Mark LeGree was overlooked during the college recruiting process when he came out of Pacelli High School in 2006. That didn't happen when the Seattle Seahawks of the National Football League started looking at college seniors.
The Seahawks selected the former Appalachian State safety with the 25th pick in the fifth round of the NFL draft Saturday afternoon.
We were waiting for a while. I knew that they were very interested from the beginning, said LeGree, who watched the telecast from the fieldhouse at Appalachian State in Boone, N.C. My friends and family were saying this is the pick, this is the pick, and then we got the call right before, so it was very exciting.
LeGree, who tweeted that he had been up since 4 a.m. waiting for the third day of the draft to start at noon, said he spoke to the Seahawks at the NFL combine.
They were the only team that brought me in for a formal visit, and that meant a lot to me, and I just felt like they were the most interested, LeGree said.
LeGree said he felt like the Seahawks would use him at free safety.
Im a competitor; instinctive player, he said. I can play the single high safety. Im a reliable safety, and I can pick off that deep ball.
They said they wanted me to protect the deep ball. They were telling me that this was a great situation for me to come in and possibly start, and they said of course that I have to contribute on special teams, as well.
LeGree said that he felt like the Seahawks or the Ravens would take him in the fifth round.
LeGree said he talked with Seahawks coach Pete Carroll as well as other team executives.
It was exhilarating. As we tried to guess things, like this is the pick, and five seconds later I had a call, it was from Washington, and I just started smiling, and I told everyone to be quiet, LeGree said.
Normally, LeGree would be in Seattle by now to meet with the team. However, the NFL is locked in a labor dispute with the NFL Players' Association. The league locked out the players, so players, even draftees, can't step foot on the team's property.
LeGree said team officials told him that they would fly him to Seattle once the lockout ends.
LeGree's high school is one of the smallest in the state. He said there were just 28 in his graduating class.
But LeGree was one of the stars of the football team, earning not only Ledger-Enquirer All-Bi-City status but all-state as well.

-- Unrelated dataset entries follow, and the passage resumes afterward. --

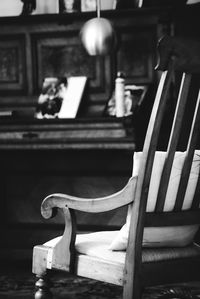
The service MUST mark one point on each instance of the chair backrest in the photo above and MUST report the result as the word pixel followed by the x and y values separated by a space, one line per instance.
pixel 178 59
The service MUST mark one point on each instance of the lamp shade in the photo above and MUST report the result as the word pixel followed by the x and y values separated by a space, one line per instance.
pixel 98 36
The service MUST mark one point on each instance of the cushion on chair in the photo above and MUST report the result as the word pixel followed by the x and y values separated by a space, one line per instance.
pixel 165 236
pixel 97 245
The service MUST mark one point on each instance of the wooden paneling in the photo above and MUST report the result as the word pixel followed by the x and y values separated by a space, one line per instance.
pixel 13 64
pixel 35 47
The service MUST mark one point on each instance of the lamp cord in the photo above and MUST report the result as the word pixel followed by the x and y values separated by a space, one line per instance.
pixel 98 8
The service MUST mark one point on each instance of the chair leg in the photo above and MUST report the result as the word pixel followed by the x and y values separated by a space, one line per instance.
pixel 43 288
pixel 43 284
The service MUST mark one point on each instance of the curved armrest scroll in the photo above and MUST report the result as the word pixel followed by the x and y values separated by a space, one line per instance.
pixel 101 204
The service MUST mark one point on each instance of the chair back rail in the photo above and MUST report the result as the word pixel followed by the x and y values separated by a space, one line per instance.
pixel 173 55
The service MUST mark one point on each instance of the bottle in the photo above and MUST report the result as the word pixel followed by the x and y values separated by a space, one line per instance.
pixel 119 94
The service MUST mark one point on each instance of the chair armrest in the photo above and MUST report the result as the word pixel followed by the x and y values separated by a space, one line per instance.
pixel 58 253
pixel 92 205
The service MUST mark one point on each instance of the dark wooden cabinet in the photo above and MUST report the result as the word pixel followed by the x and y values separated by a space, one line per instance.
pixel 39 46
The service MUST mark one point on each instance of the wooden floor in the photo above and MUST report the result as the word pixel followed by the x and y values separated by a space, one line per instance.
pixel 17 281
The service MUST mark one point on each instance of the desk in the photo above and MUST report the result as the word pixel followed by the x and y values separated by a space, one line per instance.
pixel 86 158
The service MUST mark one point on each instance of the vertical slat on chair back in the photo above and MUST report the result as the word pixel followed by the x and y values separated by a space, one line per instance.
pixel 133 256
pixel 193 138
pixel 173 141
pixel 137 222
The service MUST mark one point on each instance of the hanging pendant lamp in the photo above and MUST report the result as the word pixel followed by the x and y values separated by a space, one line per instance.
pixel 98 35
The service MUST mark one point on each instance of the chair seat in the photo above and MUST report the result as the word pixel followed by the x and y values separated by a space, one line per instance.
pixel 97 245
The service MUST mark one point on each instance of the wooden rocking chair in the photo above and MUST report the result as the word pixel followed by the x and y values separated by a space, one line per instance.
pixel 143 262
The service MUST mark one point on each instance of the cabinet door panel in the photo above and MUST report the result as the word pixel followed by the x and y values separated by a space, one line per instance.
pixel 12 61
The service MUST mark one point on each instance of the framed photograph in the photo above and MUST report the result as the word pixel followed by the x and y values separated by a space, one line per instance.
pixel 90 5
pixel 61 97
pixel 72 97
pixel 69 6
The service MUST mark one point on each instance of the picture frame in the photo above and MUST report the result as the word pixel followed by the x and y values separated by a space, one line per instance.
pixel 90 5
pixel 61 97
pixel 69 6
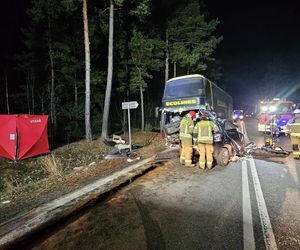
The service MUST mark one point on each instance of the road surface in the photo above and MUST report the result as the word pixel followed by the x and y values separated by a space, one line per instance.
pixel 249 204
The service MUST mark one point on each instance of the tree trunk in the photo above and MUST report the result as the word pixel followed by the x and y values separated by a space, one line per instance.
pixel 6 89
pixel 42 103
pixel 52 90
pixel 174 69
pixel 28 93
pixel 32 95
pixel 167 58
pixel 88 132
pixel 142 108
pixel 76 95
pixel 109 72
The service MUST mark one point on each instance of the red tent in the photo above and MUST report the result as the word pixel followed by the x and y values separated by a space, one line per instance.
pixel 23 136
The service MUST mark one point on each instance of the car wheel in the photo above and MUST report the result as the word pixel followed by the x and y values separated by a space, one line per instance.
pixel 223 157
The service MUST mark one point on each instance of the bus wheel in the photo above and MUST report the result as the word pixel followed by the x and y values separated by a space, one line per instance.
pixel 222 157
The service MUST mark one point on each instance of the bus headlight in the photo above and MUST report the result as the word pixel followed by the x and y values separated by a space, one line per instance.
pixel 273 108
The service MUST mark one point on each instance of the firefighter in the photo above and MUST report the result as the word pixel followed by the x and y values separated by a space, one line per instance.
pixel 186 138
pixel 294 131
pixel 203 138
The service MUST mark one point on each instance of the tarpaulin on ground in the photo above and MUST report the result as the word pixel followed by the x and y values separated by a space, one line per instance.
pixel 23 136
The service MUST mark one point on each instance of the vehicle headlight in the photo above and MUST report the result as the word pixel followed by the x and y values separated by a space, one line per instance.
pixel 273 108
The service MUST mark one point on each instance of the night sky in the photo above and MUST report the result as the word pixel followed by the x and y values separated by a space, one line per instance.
pixel 255 34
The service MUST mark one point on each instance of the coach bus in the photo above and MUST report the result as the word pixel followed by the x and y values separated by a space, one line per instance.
pixel 191 92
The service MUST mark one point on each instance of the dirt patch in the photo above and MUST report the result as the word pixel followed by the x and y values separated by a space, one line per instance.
pixel 27 184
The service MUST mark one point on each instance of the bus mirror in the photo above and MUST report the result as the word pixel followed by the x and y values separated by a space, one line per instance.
pixel 156 112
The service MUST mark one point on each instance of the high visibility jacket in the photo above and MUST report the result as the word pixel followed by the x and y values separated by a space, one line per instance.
pixel 294 127
pixel 203 131
pixel 186 128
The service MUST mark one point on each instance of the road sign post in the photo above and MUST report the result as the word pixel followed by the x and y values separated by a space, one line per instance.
pixel 128 106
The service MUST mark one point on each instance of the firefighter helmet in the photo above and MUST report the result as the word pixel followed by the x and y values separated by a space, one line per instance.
pixel 296 112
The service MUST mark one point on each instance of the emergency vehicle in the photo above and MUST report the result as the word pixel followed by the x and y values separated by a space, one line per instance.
pixel 273 115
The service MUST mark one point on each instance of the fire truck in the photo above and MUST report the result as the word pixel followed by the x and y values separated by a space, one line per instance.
pixel 273 115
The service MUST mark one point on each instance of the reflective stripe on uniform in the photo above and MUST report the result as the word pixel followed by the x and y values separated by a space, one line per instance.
pixel 295 134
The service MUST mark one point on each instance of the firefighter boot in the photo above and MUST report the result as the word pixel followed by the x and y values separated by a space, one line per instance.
pixel 188 163
pixel 182 161
pixel 202 165
pixel 209 165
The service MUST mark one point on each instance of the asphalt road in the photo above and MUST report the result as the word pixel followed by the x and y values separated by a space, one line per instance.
pixel 249 204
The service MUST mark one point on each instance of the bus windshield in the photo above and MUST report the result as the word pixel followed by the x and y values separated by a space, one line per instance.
pixel 187 87
pixel 277 108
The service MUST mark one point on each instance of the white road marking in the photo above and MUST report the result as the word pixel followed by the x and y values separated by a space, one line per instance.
pixel 269 237
pixel 249 242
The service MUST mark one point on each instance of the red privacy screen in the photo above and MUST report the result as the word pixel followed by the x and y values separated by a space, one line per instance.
pixel 23 136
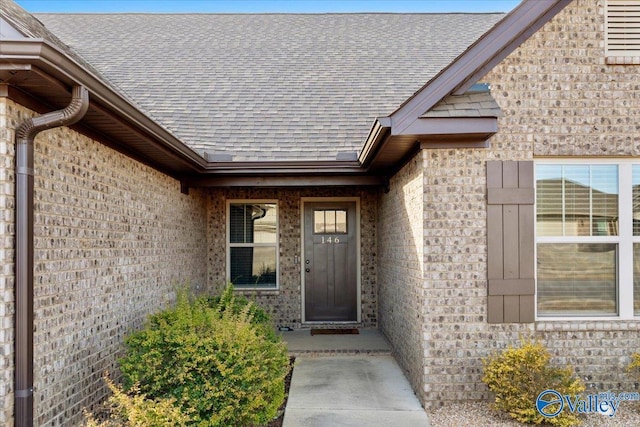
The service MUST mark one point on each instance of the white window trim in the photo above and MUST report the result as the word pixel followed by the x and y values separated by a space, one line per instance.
pixel 625 239
pixel 228 243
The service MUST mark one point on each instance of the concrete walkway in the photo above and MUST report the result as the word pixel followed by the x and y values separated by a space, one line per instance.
pixel 353 391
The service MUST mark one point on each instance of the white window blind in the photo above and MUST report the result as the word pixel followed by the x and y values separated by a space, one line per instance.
pixel 623 31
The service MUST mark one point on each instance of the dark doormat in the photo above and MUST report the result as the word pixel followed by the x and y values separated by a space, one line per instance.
pixel 337 331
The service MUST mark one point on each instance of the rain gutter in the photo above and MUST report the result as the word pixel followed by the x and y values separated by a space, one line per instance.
pixel 25 136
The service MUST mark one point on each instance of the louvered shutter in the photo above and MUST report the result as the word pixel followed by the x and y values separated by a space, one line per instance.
pixel 623 31
pixel 510 241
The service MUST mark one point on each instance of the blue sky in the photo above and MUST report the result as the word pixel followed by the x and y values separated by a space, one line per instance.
pixel 285 6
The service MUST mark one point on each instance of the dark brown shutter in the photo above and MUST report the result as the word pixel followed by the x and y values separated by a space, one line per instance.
pixel 510 241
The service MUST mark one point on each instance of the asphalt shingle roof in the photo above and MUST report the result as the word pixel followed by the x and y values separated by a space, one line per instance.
pixel 270 86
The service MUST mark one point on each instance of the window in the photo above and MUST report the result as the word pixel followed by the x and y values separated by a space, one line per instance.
pixel 623 31
pixel 588 239
pixel 252 244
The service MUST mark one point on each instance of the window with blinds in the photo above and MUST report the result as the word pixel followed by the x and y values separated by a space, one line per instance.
pixel 252 244
pixel 622 31
pixel 577 239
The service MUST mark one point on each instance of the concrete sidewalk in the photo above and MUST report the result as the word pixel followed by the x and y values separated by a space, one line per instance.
pixel 353 391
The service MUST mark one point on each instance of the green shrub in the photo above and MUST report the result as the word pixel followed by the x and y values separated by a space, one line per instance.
pixel 518 375
pixel 220 365
pixel 135 409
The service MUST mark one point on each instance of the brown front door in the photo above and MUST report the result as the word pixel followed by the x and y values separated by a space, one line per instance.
pixel 330 252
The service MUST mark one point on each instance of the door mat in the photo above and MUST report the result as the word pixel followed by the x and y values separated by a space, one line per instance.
pixel 340 331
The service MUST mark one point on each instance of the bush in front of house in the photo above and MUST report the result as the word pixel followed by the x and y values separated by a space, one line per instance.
pixel 215 361
pixel 518 375
pixel 135 409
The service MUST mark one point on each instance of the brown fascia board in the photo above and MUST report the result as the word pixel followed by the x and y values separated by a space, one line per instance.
pixel 303 180
pixel 56 63
pixel 495 45
pixel 286 167
pixel 51 61
pixel 450 126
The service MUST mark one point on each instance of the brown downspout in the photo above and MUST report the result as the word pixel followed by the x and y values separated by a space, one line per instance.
pixel 25 135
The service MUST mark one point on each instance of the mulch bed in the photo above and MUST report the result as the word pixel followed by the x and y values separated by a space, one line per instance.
pixel 287 383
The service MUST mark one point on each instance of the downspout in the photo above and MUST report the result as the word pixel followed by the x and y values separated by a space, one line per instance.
pixel 25 135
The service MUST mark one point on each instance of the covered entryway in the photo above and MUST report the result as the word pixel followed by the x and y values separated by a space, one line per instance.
pixel 330 261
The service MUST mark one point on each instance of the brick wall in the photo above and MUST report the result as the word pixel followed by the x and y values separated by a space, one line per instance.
pixel 113 239
pixel 285 304
pixel 401 268
pixel 559 98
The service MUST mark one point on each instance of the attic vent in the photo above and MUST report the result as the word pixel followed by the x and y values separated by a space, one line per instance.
pixel 623 31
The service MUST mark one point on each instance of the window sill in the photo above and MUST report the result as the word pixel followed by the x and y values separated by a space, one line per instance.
pixel 257 291
pixel 578 324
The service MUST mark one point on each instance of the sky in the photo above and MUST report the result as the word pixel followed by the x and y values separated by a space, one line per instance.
pixel 265 6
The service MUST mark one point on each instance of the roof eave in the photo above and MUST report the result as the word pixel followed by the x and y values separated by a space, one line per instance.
pixel 495 45
pixel 398 135
pixel 48 58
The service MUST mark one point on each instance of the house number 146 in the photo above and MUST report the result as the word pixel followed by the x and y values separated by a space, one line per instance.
pixel 330 240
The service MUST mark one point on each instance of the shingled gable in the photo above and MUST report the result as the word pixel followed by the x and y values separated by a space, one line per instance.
pixel 114 118
pixel 394 137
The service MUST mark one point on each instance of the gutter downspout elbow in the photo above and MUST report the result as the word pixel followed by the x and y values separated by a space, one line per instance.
pixel 25 136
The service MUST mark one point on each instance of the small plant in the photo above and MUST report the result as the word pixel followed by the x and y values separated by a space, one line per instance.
pixel 518 375
pixel 212 358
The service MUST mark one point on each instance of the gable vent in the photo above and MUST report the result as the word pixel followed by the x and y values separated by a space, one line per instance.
pixel 623 31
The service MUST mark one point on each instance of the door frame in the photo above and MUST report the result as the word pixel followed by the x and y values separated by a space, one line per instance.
pixel 304 200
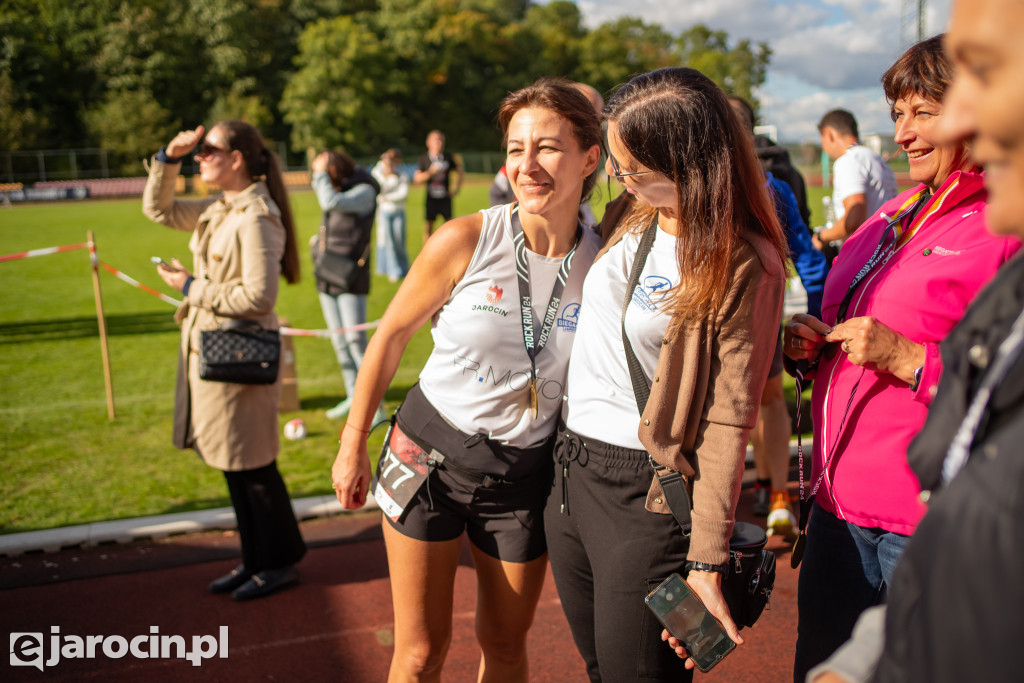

Despite that, LeGree didn't receive much interest and only received an offer from Appalachian State after he sent them a tape of his performance at Pacelli.
But the 6-foot, 211-pounder made his mark at Appalachian State. He was a three-time Football Championship Subdivision All-American, who finished his career with 22 interceptions.
I just think its a blessing, I feel like it was meant to be. God just had a plan for me, LeGree said. I am so thankful that one school felt like I could come in an contribute to a team. I made the most of the opportunity. I never thought the NFL would happen. I just wanted to play college football for four more years and go to school for free. Im just glad. I never thought this would happen.
LeGree's mindset began to change after his freshman season (2007). His team won the third of three straight national championships and two players from that 2007 team were drafted by NFL clubs. It was then that he started thinking the NFL might have a place for him.
Notes: LeGree, who took this semester off to train and go to the combine, will stay at Appalchian State while the lockout continues to workout. Columbus native Mack Strong was an undrafted free agent when he signed with the Seahawks in 1993. He played for Seattle for 15 seasons before a neck injury forced him to retire. Before going to the NFL, Strong played at Brookstone and the University of Georgia.